Economists, journalists, and left commentators have been pointing out that the monetarist narrative pushed by the media and politicians gets inflation completely wrong. These are important attempts to counter the mainstream economic hegemony that goes largely unchallenged. Just ten short years before monetarism was announced dead, it had won its author, Milton Friedman, the 1976 Nobel prize in economics. This was also one year after he served as economic adviser to Augusto Pinochet, helping him run Chile’s economy into the ground, and stood by while the regime murdered a hundred thousand of the country’s citizens. In winning the Nobel, monetarism also concretized other pernicious fallacies that remain with us to this day, including the notion that keeping inflation low is the foundation of prosperity, and that monetary discipline should be the paramount goal of monetary policy (see the great Ha Joon Chang). These fictitious constructs are conveniently deployed to constrain government spending in certain areas, while that same government spares no expense when it comes to protecting and advancing private (ie, stolen) property and wealth. There are many examples of high inflation being an indicator of a strong economy (e.g. Brazil and Korea) (Ha Joon Chang again). Like so many white supremacist notions, despite being totally debunked, these principles continue to serve as the bedrock of ‘common knowledge’ in economics.

Despite seeing that in Chile, and then in the US, Friedman’s theories were plain wrong, monetarism has refused to die, and as the above shows, is still discussed as though it is unimpeachable fact. In 1986, the New York Times announced “Monetarism Falls from Grace” saying: “The erratic and unpredictable growth of the nation’s money supply over recent months has proved the last straw for a bedrock theory of conservative economics.” However, the myth is too convenient for capital to abandon. In 1971, the US went off the gold standard. With the money supply no longer tied to physical gold, monetarism became the main tool to justify austerity, ensuring a loose labor market (7% unemployment was the Fed’s target for decades), and that living standards for the most precarious in our society have not changed. Its success can be seen in wages that have been stagnant for US workers for 40 years. In 1986, as soon as the theory was announced dead, the vampires that be worked quickly to breathe life into its beloved and proclaimed the virtues of the theory anyway (an LA Times headline from that year reads, I kid you not: “Is Monetarism Really Dead? Its Priorities Were Reversed, but Its Common Sense Remains”).

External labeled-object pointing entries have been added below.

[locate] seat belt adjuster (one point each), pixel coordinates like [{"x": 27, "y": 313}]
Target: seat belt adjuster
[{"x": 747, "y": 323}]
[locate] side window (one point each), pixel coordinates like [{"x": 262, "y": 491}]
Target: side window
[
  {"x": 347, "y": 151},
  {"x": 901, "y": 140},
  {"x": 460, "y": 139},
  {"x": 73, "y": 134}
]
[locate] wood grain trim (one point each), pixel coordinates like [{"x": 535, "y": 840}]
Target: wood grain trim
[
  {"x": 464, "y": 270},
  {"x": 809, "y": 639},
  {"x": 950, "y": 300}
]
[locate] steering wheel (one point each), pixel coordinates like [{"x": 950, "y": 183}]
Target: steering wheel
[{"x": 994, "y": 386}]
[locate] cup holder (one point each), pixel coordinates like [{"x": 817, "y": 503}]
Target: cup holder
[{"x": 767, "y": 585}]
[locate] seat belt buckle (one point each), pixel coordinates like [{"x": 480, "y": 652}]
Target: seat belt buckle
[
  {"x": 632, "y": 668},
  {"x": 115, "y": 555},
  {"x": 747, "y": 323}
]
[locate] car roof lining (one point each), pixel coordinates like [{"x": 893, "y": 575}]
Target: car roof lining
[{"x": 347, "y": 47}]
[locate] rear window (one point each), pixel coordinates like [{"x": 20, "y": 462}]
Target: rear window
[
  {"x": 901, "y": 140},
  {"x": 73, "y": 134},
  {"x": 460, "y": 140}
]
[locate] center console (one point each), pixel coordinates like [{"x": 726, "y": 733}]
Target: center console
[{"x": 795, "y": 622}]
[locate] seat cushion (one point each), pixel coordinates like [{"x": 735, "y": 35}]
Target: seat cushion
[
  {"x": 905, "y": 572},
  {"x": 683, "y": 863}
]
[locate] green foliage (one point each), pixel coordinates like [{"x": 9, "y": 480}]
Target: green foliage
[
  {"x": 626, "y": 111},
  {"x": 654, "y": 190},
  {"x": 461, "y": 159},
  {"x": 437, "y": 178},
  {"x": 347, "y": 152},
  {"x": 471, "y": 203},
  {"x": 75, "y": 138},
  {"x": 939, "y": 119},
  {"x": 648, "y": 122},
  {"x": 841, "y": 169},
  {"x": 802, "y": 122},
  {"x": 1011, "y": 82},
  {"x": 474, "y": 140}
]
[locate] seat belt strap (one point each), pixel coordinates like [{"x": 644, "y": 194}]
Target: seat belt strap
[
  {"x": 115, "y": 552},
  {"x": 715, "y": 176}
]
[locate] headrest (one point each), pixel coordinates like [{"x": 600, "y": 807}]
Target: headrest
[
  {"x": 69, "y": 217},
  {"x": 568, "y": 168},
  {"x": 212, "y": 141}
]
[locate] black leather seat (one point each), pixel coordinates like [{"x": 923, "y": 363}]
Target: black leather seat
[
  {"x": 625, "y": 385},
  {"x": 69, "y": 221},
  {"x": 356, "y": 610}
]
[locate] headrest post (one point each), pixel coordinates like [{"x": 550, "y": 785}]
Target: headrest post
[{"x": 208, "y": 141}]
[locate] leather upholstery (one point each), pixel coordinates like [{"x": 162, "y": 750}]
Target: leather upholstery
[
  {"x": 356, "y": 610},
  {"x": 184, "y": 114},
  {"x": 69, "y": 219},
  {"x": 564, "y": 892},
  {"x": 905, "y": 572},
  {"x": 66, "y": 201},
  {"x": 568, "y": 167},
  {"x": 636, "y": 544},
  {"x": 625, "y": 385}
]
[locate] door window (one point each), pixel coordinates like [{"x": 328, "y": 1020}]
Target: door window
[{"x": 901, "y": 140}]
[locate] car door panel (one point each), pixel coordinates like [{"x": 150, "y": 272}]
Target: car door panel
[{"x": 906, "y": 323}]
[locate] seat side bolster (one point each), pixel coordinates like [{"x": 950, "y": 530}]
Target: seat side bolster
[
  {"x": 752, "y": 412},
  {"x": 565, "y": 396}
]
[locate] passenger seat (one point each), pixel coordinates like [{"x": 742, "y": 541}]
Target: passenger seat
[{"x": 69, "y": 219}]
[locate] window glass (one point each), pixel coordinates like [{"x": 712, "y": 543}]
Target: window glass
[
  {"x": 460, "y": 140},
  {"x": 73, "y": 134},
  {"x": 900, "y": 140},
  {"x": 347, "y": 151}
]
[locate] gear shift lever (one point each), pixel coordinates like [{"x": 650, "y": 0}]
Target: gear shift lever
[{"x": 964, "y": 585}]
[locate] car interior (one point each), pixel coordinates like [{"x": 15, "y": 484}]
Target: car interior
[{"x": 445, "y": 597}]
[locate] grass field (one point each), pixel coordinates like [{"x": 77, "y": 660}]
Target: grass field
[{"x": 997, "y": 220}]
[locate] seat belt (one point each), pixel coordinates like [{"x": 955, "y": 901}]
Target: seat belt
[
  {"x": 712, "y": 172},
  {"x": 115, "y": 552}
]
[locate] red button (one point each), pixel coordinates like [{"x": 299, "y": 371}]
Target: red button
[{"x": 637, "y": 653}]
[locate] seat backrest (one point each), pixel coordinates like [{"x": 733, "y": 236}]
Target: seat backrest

It must be expected that pundits will continue with their zombie logic, because Friedman did not win his Nobel prize because his theories were right, he won it because monetarism – the justification for austerity and strict control of the money supply at all costs – is what allowed capital to break the Keynesian consensus and start its the repeal of the social democratic state, which we have now totally lost. We are seeing some of it come back, and fighting against the vampire myths will be an important part of that revival.